No es el desmayo, es la precarización

20 octubre, 2020

En un país donde más de 3 mil periodistas han sido echados a la calle en los últimos años, donde los sueldos y prestaciones se reducen con cada recorte, donde el Presidente demerita todos los días al periodismo, conseguir recursos sin comprometer una línea editorial que privilegia las agendas invisibles es un trabajo titánico. Aspirar a la seguridad social es soñar con la luna

@danielapastrana

La primera vez que me desmayé tenía como 8 años. Mi abuela se cortó con un cuchillo de cocina y todavía tengo fijada la imagen de la sangre saliendo a borbotones en el lavabo del baño. Yo miraba desde la puerta y empecé a sentir un cosquilleo extraño en la sangre, por lo que intenté alejarme de tan perturbadora escena. Lo que siguió fue una sucesión de imágenes como en un sueño rápido, del que desperté tirada a mitad del pasillo con varios tíos mirándome espantados.

Después, me desmayaba cada vez que me sacaban sangre. Una vez me dijeron que no mirara la aguja. Eso hice, pero cuando el peligro parecía haber pasado, el doctor me pinchó un dedo para otra muestra y, al instante, se quedó con mi mano en la suya mientras mi cuerpo se escurría bajo la mesa. En otra ocasión me dieron un jugo y me pidieron esperar 10 minutos antes de irme. Todo parecía ir bien, pero al salir a la calle, el piso se me movió y ví todas las muertes posibles de Santiago Nasar, el personaje del libro que me obsesionaba por esos días.

Los veintes fue la época en la que más me desmayé: en el estacionamiento de la Ibero, en la sala de juntas de Proceso (donde teníamos la clase de producción de publicaciones con Carlos Marín) y en Reforma varias veces. La primera fue en la fila para cobrar nuestra quincena, cuando todavía eso se usaba; esa vez un jefe me llevó al hospital y no hubo manera de meter mi carro —un vochito 1970 que servía de ruletero después de las fiestas— al estacionamiento del diario porque nadie supo dónde estaban los dos cables que yo juntaba para encenderlo sin llave.

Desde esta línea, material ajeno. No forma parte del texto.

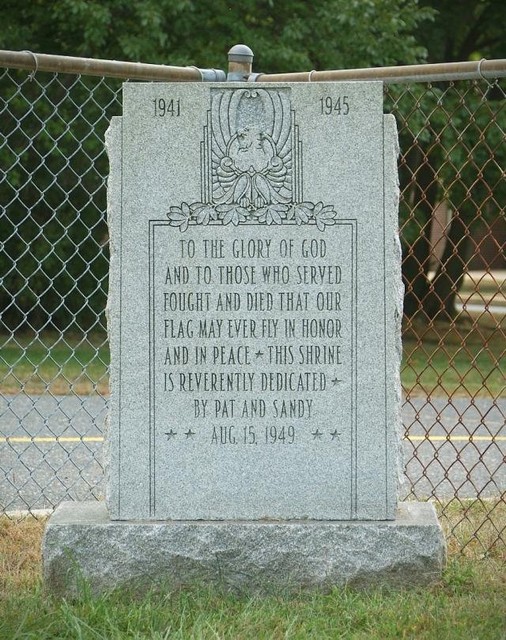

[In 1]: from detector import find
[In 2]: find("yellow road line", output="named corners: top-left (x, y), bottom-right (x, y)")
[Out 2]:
top-left (404, 435), bottom-right (506, 442)
top-left (0, 435), bottom-right (506, 444)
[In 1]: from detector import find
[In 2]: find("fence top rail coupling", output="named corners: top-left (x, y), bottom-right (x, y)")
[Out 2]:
top-left (0, 45), bottom-right (506, 84)
top-left (255, 59), bottom-right (506, 84)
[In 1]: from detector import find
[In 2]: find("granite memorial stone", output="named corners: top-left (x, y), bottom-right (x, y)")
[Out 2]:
top-left (109, 83), bottom-right (401, 520)
top-left (45, 82), bottom-right (444, 591)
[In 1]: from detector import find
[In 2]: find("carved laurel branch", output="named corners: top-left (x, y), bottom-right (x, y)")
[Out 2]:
top-left (167, 202), bottom-right (337, 232)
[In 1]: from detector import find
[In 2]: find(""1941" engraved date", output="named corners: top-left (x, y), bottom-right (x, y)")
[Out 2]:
top-left (151, 98), bottom-right (181, 118)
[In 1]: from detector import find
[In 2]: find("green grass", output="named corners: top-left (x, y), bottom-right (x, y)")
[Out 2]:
top-left (0, 326), bottom-right (506, 397)
top-left (401, 325), bottom-right (506, 398)
top-left (0, 501), bottom-right (506, 640)
top-left (0, 333), bottom-right (109, 395)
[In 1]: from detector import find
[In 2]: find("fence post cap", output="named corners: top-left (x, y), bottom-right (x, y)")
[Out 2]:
top-left (228, 44), bottom-right (255, 63)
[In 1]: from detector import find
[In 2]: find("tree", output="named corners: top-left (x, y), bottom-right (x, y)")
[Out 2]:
top-left (400, 0), bottom-right (506, 319)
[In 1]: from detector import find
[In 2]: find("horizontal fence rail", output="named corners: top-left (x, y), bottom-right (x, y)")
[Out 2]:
top-left (0, 52), bottom-right (506, 553)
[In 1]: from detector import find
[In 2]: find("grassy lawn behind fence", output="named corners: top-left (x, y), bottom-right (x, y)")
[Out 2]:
top-left (0, 507), bottom-right (506, 640)
top-left (0, 325), bottom-right (506, 397)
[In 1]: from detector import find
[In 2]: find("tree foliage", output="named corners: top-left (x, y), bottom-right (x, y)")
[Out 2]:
top-left (0, 0), bottom-right (433, 72)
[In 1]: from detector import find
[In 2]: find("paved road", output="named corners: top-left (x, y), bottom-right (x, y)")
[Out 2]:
top-left (0, 395), bottom-right (506, 511)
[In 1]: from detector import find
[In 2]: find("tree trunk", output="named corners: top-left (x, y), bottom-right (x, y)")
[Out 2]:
top-left (401, 146), bottom-right (438, 318)
top-left (425, 211), bottom-right (470, 320)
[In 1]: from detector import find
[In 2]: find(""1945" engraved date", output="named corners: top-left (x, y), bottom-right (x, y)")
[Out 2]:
top-left (320, 96), bottom-right (350, 116)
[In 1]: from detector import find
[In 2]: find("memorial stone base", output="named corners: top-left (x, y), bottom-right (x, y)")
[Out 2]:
top-left (43, 502), bottom-right (445, 597)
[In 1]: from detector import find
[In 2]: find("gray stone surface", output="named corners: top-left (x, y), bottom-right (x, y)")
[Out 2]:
top-left (43, 502), bottom-right (445, 597)
top-left (107, 82), bottom-right (402, 520)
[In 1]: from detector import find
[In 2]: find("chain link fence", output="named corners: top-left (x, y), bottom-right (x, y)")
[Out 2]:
top-left (0, 58), bottom-right (506, 553)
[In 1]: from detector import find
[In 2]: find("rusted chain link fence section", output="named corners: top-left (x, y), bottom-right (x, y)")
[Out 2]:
top-left (0, 58), bottom-right (506, 553)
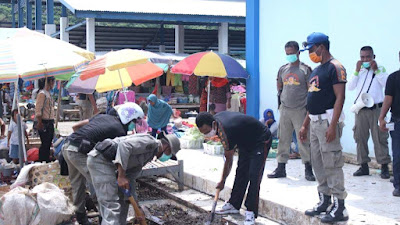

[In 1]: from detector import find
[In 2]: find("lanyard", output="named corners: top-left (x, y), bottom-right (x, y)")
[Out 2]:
top-left (354, 69), bottom-right (375, 104)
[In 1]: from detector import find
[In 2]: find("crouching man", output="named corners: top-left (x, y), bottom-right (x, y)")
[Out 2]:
top-left (196, 112), bottom-right (272, 225)
top-left (87, 134), bottom-right (180, 225)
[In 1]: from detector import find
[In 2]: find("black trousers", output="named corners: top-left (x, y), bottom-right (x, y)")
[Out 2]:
top-left (39, 120), bottom-right (54, 162)
top-left (229, 139), bottom-right (272, 217)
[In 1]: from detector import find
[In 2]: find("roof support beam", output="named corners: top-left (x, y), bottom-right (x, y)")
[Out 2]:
top-left (175, 25), bottom-right (185, 54)
top-left (26, 0), bottom-right (32, 29)
top-left (17, 0), bottom-right (24, 27)
top-left (11, 0), bottom-right (15, 28)
top-left (46, 0), bottom-right (54, 24)
top-left (218, 23), bottom-right (229, 54)
top-left (35, 0), bottom-right (43, 31)
top-left (60, 17), bottom-right (69, 42)
top-left (246, 0), bottom-right (260, 119)
top-left (61, 5), bottom-right (68, 17)
top-left (86, 18), bottom-right (96, 52)
top-left (75, 10), bottom-right (246, 24)
top-left (159, 23), bottom-right (165, 52)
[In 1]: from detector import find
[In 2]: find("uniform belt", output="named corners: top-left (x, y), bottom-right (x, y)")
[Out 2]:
top-left (362, 103), bottom-right (382, 110)
top-left (308, 113), bottom-right (328, 122)
top-left (66, 140), bottom-right (81, 148)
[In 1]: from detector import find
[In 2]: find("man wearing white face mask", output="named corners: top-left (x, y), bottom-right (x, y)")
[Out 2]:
top-left (268, 41), bottom-right (315, 181)
top-left (348, 46), bottom-right (391, 179)
top-left (196, 111), bottom-right (272, 225)
top-left (299, 32), bottom-right (349, 223)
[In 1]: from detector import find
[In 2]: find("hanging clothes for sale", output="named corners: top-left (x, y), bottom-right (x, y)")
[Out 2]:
top-left (165, 70), bottom-right (175, 86)
top-left (227, 94), bottom-right (240, 112)
top-left (118, 91), bottom-right (135, 105)
top-left (189, 75), bottom-right (199, 95)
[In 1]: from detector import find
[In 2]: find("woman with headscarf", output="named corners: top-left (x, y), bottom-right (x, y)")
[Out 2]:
top-left (35, 77), bottom-right (56, 162)
top-left (147, 94), bottom-right (172, 137)
top-left (260, 109), bottom-right (278, 137)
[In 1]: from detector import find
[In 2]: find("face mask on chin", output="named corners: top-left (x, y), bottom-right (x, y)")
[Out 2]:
top-left (363, 62), bottom-right (371, 69)
top-left (286, 54), bottom-right (298, 63)
top-left (158, 153), bottom-right (172, 162)
top-left (308, 46), bottom-right (322, 63)
top-left (128, 122), bottom-right (135, 131)
top-left (204, 129), bottom-right (217, 138)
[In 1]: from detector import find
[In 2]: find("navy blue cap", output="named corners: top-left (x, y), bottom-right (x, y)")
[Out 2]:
top-left (301, 32), bottom-right (329, 51)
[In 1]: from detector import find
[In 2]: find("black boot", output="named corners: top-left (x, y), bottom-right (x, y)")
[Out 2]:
top-left (321, 197), bottom-right (349, 223)
top-left (267, 163), bottom-right (286, 178)
top-left (353, 163), bottom-right (369, 177)
top-left (305, 192), bottom-right (332, 216)
top-left (381, 164), bottom-right (390, 179)
top-left (304, 162), bottom-right (315, 181)
top-left (75, 212), bottom-right (92, 225)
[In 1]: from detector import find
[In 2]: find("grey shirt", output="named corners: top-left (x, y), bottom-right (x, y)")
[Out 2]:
top-left (113, 134), bottom-right (161, 171)
top-left (277, 62), bottom-right (312, 109)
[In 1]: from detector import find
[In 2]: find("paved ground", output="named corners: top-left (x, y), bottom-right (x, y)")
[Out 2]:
top-left (51, 122), bottom-right (400, 225)
top-left (178, 150), bottom-right (400, 224)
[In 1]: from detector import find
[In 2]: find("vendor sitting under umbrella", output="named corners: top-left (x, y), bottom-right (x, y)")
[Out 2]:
top-left (87, 133), bottom-right (180, 225)
top-left (147, 94), bottom-right (172, 137)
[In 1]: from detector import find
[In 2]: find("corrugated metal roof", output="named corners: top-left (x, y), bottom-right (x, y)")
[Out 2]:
top-left (60, 0), bottom-right (246, 17)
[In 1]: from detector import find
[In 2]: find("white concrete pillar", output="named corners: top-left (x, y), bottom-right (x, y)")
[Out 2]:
top-left (60, 17), bottom-right (69, 42)
top-left (218, 23), bottom-right (229, 54)
top-left (175, 25), bottom-right (185, 54)
top-left (44, 24), bottom-right (56, 36)
top-left (86, 18), bottom-right (96, 52)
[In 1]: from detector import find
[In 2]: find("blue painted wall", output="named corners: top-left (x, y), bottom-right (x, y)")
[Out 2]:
top-left (259, 0), bottom-right (400, 153)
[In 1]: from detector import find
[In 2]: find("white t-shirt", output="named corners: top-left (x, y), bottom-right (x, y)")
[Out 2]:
top-left (8, 120), bottom-right (28, 145)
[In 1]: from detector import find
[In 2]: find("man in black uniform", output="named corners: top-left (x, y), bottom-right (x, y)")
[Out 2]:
top-left (62, 102), bottom-right (144, 225)
top-left (196, 112), bottom-right (272, 225)
top-left (299, 32), bottom-right (349, 223)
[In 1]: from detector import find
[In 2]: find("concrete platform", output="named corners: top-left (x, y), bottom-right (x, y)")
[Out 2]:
top-left (178, 150), bottom-right (400, 225)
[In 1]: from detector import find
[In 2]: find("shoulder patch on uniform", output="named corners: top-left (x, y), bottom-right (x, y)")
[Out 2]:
top-left (279, 63), bottom-right (289, 70)
top-left (300, 62), bottom-right (312, 73)
top-left (330, 59), bottom-right (347, 82)
top-left (378, 66), bottom-right (386, 73)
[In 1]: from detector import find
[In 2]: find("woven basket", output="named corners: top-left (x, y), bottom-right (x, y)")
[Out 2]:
top-left (29, 162), bottom-right (72, 200)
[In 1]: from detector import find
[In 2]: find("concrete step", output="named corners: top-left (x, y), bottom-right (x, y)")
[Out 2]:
top-left (178, 150), bottom-right (400, 225)
top-left (138, 178), bottom-right (279, 225)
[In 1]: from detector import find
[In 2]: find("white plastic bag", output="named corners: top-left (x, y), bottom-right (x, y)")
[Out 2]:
top-left (0, 187), bottom-right (39, 225)
top-left (32, 183), bottom-right (75, 225)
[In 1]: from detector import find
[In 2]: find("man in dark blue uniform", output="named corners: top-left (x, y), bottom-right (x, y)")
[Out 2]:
top-left (300, 32), bottom-right (349, 223)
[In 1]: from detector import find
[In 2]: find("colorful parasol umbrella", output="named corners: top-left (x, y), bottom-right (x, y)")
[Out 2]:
top-left (171, 51), bottom-right (249, 111)
top-left (79, 49), bottom-right (169, 80)
top-left (66, 62), bottom-right (168, 94)
top-left (0, 28), bottom-right (94, 83)
top-left (171, 51), bottom-right (249, 79)
top-left (0, 28), bottom-right (94, 167)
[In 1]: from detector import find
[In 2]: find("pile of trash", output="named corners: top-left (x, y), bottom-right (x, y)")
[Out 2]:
top-left (0, 159), bottom-right (18, 177)
top-left (0, 183), bottom-right (75, 225)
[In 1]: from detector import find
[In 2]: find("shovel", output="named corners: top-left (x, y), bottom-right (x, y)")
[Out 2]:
top-left (204, 189), bottom-right (221, 225)
top-left (121, 185), bottom-right (147, 225)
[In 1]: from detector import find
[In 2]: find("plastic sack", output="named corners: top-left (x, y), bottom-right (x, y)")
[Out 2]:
top-left (0, 187), bottom-right (39, 225)
top-left (11, 163), bottom-right (42, 189)
top-left (31, 183), bottom-right (75, 225)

Otro desmayo inolvidable ocurrió en una fiesta del jefe de la sección Nacional (y hoy Director Editorial) Roberto Zamarripa, en un departamento de la colonia Condesa que está justo enfrente del Tizoncito.

Empecé a marearme cuando conversaba en la terraza con el reportero estelar de la sección Ciudad, y aunque le avisé que me desmayaría, él sólo atinó a poner cara de espanto, sin poder decidir si dejar el cigarro que tenía en una mano o la cerveza que tenía en la otra. Cuando abrí los ojos estaba en un cuarto desconocido y me dijeron que el Chamán y el Santo, conocidos en los bajos mundos como Ernesto Núñez y Gerardo Jiménez, habían ido a comprar unos tacos para que yo me alimentara, aunque luego supe que del susto se comieron la mitad y por eso se tardaron como media hora en regresar. Entre los asistentes de la fiesta circulaba la idea de cooperarse para comprarme un casco, pues el golpe que me había dado en la cabeza fue tan duro que nadie entendía cómo no me la había quebrado.

La siguiente vez fue en el funeral de un chico indigente asesinado por la policía. Esa vez abrí los ojos entre féretros, pero conseguí que dejaran de mandarme a hacer crónicas de funerales.

Luego aprendí a controlar mis desmayos, por pura vergüenza de hacerlo en un hospital a donde fuimos a entregar juguetes de Navidad donados por los lectores de Reforma. Y durante mucho tiempo me olvidé del asunto hasta que, hace un par de años, en la primera clase de periodismo internacional con un grupo de la Ibero, tuve que detener las presentaciones y, con la ayuda de una alumna, alcancé a bajar dos pisos y recorrer un par de edificios hasta la enfermería.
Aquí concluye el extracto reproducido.